The second step is the boys consuming media with the "people are too sensitive" and "you can't say anything anymore!" themes. For these boys, this will ring true - they're getting in trouble for "nothing". This narrative allows boys to shed the shame - replacing it w/anger.
And who is their anger with? Women, feminists, liberals, people of color, gay folks, etc etc. So-called snowflakes. And nobody is there to dismantle the "snowflake" fallacy.
These boys are being set up - they're placed like baseballs on a tee and hit right out of the park.
And NOBODY seems to notice this happening - except, it seems, moms of teenage girls who see the bizarre harassment their daughters endure. And, of course, moms like me who stalk our sons' social media.
These are often boys from progressive or moderate families - but their online behavior and viewing habits are often ignored.
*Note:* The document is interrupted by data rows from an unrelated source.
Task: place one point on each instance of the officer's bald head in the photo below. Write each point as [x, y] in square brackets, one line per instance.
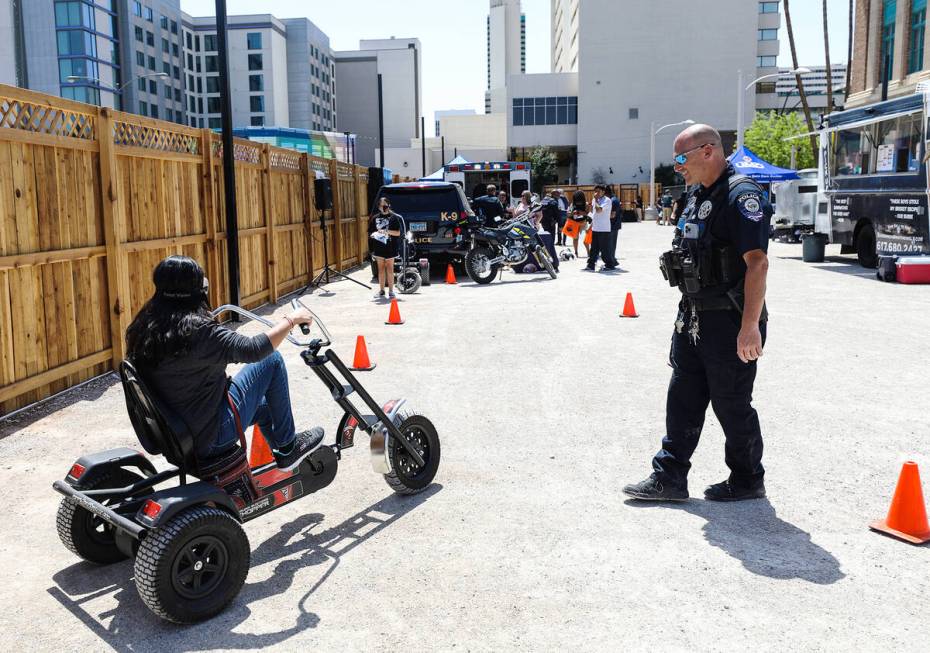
[697, 135]
[702, 147]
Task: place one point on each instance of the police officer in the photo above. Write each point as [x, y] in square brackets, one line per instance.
[490, 208]
[719, 262]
Here's an early red flag: if your kid says "triggered" as a joke referring to people being sensitive, he's already being exposed and on his way.
Intervene!
Look through his Instagram Explore screen with him. Explain what's underlying those memes. Explain why "triggered" isn't a joke, what a PTSD trigger is actually like. Evoke empathy without shaming him.
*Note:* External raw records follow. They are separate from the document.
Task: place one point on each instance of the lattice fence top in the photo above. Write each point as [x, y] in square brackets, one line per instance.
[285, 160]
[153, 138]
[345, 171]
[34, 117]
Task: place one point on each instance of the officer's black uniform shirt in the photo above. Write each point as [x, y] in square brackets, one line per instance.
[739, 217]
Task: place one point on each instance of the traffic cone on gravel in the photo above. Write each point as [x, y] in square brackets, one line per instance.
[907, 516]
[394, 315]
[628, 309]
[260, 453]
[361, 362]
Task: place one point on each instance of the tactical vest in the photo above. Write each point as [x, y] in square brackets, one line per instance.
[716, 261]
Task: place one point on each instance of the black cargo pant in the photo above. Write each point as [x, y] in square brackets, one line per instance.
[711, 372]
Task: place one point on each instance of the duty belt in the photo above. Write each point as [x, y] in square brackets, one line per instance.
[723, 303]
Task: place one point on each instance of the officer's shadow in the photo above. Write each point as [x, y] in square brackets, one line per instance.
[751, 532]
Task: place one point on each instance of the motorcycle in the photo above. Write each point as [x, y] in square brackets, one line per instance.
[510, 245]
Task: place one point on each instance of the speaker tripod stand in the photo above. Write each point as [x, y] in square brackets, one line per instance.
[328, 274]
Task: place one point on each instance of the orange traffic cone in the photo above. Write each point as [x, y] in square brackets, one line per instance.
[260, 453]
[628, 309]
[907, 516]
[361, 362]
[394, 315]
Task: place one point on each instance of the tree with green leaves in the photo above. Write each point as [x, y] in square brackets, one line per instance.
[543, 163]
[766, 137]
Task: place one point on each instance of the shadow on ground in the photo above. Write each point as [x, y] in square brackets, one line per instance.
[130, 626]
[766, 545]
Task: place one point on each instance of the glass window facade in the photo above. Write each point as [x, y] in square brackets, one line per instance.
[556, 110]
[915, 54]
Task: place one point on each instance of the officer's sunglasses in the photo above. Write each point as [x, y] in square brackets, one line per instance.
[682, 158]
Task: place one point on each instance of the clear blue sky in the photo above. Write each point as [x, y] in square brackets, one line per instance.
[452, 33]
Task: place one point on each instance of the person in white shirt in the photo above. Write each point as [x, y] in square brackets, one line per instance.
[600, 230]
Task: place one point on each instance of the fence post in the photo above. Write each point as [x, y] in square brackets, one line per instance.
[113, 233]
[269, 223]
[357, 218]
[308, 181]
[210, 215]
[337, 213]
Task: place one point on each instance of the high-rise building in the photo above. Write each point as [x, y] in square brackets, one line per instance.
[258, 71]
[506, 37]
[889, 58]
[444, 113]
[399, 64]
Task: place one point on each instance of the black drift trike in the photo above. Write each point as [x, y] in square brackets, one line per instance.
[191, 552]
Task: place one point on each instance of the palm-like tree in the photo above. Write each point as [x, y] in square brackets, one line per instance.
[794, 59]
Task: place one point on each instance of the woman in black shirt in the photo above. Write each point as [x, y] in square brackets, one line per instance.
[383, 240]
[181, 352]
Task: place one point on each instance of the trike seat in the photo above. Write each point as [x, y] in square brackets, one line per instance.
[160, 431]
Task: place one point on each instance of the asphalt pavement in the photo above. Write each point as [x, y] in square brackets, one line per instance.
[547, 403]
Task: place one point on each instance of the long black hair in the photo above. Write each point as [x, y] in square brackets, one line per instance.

Remind him you know he's a good person, but explain how propaganda works. Propaganda makes extreme points of view seem normal by small amounts of exposure over time - all for the purpose of converting people to more extremist points of view.That desensitizing bit, that repeating of propaganda, the constant "lighten up" admonishments we've heard for decades about rape jokes and racist jokes... Sound familiar?
Use my baseball analogy, if you want. Tell your son that he doesn't have to be anybody's fool. Teenagers have an innate drive toward independence, and once this system is exposed, they're likely to start questioning the memes and vloggers' intentions.
Tell them you are always there, not judging, to look at content and try to spot the lie - no judgment. Then don't judge!
You can also watch political comedy shows with him, like Trevor Noah, John Oliver, Hasan Minhaj. Talk about what makes their jokes funny - who are the butt of the jokes? Do they "punch up" or down? Our boys want funny guys to relate to. Give them John Mulaney, Hannibal Burress, Hasan Minhaj, Neal Brennan, Dave Chappelle ... then TALK TO YOUR SONS about that funny shit. Break it down. (Also give them women comics, obviously, but that's beside the point here).
Show them that progressive comedy isn't about being "politically correct" or safe. It's often about exposing oppressive systems - which is the furthest thing from "safe" or delicate as you can get.
Disprove this "snowflake" garbage once and for all. Ask your son: Who is more of a delicate "snowflake" - the person who gets offended by racism/sexism and actively wants to help end bigotry? Or the person who is offended by people saying happy holidays instead of merry Christmas?
Above all, we need to stay engaged and challenge our kids without shaming them.
I'm lucky, my kids are smart and have a smart, critical, progressive dad who isn't afraid to call bullshit when he sees it.
But I've seen SO MANY white boys falling prey to this system. So beware.